No comunica, ocupa. No dialoga, avasalla. Seduce tanto a espíritus mediocres como a no pocos individuos cultos que prefieren nadar con la corriente, porque hacerlo les evita el esfuerzo de pensar, reflexionar y resistir. Para estos últimos resulta incluso más fácil justificarlo que explicarlo, dos extremos que no solo difieren, sino que se oponen.

Aquí la reflexión de Hannah Arendt resulta ineludible. Cuando asistió al juicio de Adolf Eichmann en Jerusalén no encontró al monstruo que muchos imaginaban a partir de sus crímenes y complicidades genocidas, sino algo más perturbador, un hombre terroríficamente normal. No un demonio, sino un burócrata obediente, incapaz de pensar por sí mismo. De esa experiencia surgió su célebre concepto de la banalidad del mal, una formulación que le valió fervientes admiradores y también implacables detractores. El mal, advertía Arendt, no siempre proviene del fanatismo sanguinario, sino de la renuncia a pensar, de la comodidad de obedecer y de la aceptación pasiva de la norma dominante.

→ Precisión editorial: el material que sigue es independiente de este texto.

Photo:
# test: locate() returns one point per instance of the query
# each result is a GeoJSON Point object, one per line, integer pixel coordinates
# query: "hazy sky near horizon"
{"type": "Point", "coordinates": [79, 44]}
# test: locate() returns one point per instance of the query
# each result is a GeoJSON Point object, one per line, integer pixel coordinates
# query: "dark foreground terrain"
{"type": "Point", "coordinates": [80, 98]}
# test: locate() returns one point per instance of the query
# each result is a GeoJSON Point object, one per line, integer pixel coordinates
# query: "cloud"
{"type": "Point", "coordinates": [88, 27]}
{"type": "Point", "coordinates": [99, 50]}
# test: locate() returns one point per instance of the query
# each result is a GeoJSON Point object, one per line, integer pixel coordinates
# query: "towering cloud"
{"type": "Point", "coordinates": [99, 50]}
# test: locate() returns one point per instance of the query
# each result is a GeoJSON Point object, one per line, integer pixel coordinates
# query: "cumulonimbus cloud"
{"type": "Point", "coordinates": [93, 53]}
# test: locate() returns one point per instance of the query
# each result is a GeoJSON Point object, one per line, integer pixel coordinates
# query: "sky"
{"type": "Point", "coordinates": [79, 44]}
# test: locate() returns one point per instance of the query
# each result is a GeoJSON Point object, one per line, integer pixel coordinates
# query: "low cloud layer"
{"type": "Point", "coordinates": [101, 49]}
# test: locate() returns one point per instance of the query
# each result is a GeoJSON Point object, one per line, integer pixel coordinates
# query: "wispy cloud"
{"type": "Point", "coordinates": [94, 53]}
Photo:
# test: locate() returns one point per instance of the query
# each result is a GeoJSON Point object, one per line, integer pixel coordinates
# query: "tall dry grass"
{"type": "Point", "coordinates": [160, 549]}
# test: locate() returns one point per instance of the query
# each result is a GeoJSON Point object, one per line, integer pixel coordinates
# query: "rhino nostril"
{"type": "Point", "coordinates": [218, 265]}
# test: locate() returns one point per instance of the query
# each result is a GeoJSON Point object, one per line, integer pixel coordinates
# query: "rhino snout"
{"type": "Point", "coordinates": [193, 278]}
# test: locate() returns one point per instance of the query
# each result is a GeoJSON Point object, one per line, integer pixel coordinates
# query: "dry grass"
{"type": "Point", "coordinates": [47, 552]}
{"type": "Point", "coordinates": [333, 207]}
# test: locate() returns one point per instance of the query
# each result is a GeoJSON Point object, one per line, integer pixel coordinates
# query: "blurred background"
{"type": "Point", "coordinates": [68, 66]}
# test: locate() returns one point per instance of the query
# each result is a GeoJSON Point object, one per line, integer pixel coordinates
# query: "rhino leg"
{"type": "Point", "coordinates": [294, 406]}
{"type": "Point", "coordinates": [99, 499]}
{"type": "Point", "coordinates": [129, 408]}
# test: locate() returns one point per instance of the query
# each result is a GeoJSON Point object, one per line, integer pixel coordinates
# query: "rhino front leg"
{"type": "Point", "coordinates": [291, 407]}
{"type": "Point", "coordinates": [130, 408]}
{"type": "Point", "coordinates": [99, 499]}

Trasladado a nuestro presente, el paralelismo no es moralmente equivalente, pero sí estructuralmente revelador. En la vida pública dominicana asistimos, casi siempre como testigos mudos, a una pedagogía del no pensar. Se trata de una cotidianidad invertida en la que no se exige comprender, sino alinearse, no se invita a discernir, sino a seguir, y no se promueve la autonomía del juicio, sino la fidelidad a una voz amplificada. El problema no reside únicamente en lo que se dice desde ciertas plataformas, sino en el hábito que muchas de ellas inculcan de reaccionar sin reflexionar.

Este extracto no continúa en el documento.